Using these methods, images can be combined to provide a 3D model of the structures below ground without requiring any physical excavation. 

“We found linear geometric features, which could be demonstrating the existence of other architectural elements, such as rooms, perhaps… and even that of a central altar much larger than the current one, practically double its size,” said Denisse Argote Espino, a researcher with the INAH. 

One reason the structures are underground could be because of a collapse caused by one of the many earthquakes that have hit the region, explained Marco Vigato, a researcher with the Archaeological Research and Exploration (ARX) Project archaeological research association, the study’s main funder. 

Mitla is one of the most important archaeological sites in Oaxaca’s central valley.
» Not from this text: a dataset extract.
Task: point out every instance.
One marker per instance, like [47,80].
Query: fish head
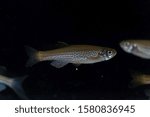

It was an important religious center and sacred burial place, with large structures featuring complex mosaics and geometric designs. 

Cutting-edge technology revealed the presence of what’s believed to be a large system of rooms underground. (Arxproject)

In May, the research team publicly presented the results of the first phase of the project, which confirmed the existence of extensive underground chambers and tunnels in the same location historical documents claim is the entrance to the subterranean temple of Lyobaa. 

Local tradition has long maintained that the so-called entrance to the underworld is under the main altar of a Catholic church built on the ruins by Spanish soldiers and missionaries who arrived in the valley in 1674. Among Spanish accounts of the site, the Dominican priest Francisco de Burgoa’s from 1674 is considered the most detailed. 

He described extensive subterranean temples and chambers, containing tombs to high priests and kings. His account details a stone door that led into a deep cavern 30 leagues (over 100 miles) below ground. According to Burgoa, the missionaries believed Lyobaa to be the “backdoor to hell” and sealed all the entrances, leaving only the above-ground palaces standing. 

The study was carried out in collaboration with the ARX Project, INAH and the National Autonomous University (UNAM). Researchers are planning another geophysical investigation for September, focused on locating and identifying the remaining structures.